Doubled post just happen sometimes. You can't delete 'em, a moderator can but it's really not worth asking 'em to by reporting it.

As for green Scotchbrite... what color's yours?

That 12 hr re-coat's usually for the window w/o sanding first. Recoat wet w/o sanding within 12 hrs will give a good bond. Beyond that interval, sanding first helps the next coat to bond properly. Sanding earlier may just gum up your paper & screw up what you just laid down. Better to wait the 12 hr minimum, maybe more depending on your work environment. High humidity & cooler temps are going to lengthen that 12 hr window.

I like the maroon/brown Norton product that I call Scotchbrite (like Kleenex for nosewipes). No idea who makes the green stuff, unless it's 3M!


RE: Sanding varnish

it's green in color. Each pad is fairly thick. 

RE: Sanding varnish

it's green in color. Each pad is fairly thick. 

RE: Sanding varnish

That's what I'd take for 3M synthetic abrasive; there are different grades, each a different color.
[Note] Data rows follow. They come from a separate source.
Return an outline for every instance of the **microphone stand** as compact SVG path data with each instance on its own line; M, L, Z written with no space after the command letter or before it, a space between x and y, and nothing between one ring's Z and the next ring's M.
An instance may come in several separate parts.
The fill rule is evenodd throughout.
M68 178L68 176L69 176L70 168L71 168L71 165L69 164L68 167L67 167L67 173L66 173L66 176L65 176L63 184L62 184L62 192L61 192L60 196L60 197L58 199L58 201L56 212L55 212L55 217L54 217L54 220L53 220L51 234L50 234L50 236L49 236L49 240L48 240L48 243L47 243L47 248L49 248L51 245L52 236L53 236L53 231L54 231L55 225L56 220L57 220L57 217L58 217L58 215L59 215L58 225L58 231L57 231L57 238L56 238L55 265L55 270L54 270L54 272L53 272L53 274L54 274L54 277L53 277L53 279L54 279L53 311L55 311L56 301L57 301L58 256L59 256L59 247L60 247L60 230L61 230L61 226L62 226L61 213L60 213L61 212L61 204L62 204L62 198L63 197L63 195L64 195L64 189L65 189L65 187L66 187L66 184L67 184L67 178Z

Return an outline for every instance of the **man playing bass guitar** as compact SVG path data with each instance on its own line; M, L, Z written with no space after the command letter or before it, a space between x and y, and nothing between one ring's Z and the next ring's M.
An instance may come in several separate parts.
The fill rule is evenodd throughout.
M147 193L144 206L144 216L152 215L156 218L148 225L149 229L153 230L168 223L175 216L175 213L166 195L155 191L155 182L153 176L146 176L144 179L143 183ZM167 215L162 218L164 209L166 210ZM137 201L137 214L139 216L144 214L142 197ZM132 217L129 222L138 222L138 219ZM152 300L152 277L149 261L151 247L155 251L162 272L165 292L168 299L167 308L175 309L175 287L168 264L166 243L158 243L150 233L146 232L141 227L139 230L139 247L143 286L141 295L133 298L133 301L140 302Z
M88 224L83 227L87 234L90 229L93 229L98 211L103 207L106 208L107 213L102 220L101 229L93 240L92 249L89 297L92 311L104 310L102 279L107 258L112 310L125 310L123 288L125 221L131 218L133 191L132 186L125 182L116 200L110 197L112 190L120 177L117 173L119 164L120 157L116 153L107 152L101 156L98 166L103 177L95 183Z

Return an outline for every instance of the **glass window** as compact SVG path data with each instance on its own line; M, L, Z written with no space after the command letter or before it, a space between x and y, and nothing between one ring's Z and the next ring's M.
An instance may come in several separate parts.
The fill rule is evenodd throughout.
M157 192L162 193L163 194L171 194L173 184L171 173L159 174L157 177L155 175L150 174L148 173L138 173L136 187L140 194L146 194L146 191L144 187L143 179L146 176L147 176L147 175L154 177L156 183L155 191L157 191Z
Try it on a small part of the varnish that you have on now, if it's dried enough to sand by now. The Scotchbrite stuff can be used wet or dry & until it starts falling apart can be water-rinsed & re-used.

RE: Sanding varnish

Steel wool is not a good idea for objects that will be exposed to water, such as varnished boats. No matter what you do, it leaves fine metal dust embedded in the varnish and can lead to rust streaks. Save it for the bookcase.



RE: Sanding varnish

You're correct Laszlo regarding traditional steel wool abrasive for working on boats.

I wouldn't recommend "steel" wool either for that potential rust reason alone but also becuase it's manufactured and packaged with an oily coating to resist rusting before sale and use.

Oily abrasives are certainly not something one would want to use around an epoxy project.

What Alan's looking to use is a synthetic (non-metallic) abrasive product sold under several brand names of which 3M's Scotch-Brite product is just one. Selected with attention to the abrasive rating, it's a great replacement for what "steel" wool has been used for where the drawbacks of real steel wool are best avoided. (It's not wool either though it bears a resemblance.)

This stuff can be used like sandpaper, either wet or dry depending on your task. It won't remove material like sandpaper though so for flattening, as with a longboard, sandpaper's a better choice. (These days there's no "sand" in sandpaper either, it's mostly been replaced by sharper, longer-wearing abrasives like alumina or silicon carbide.)

I myself am a fan of a similar product sold by the Norton company called Bear-tex, likely because 3M has Scotch-Brite copyrighted for their exclusive use.

There's no steel innit and it's not wool either, but it works great and can last a long time.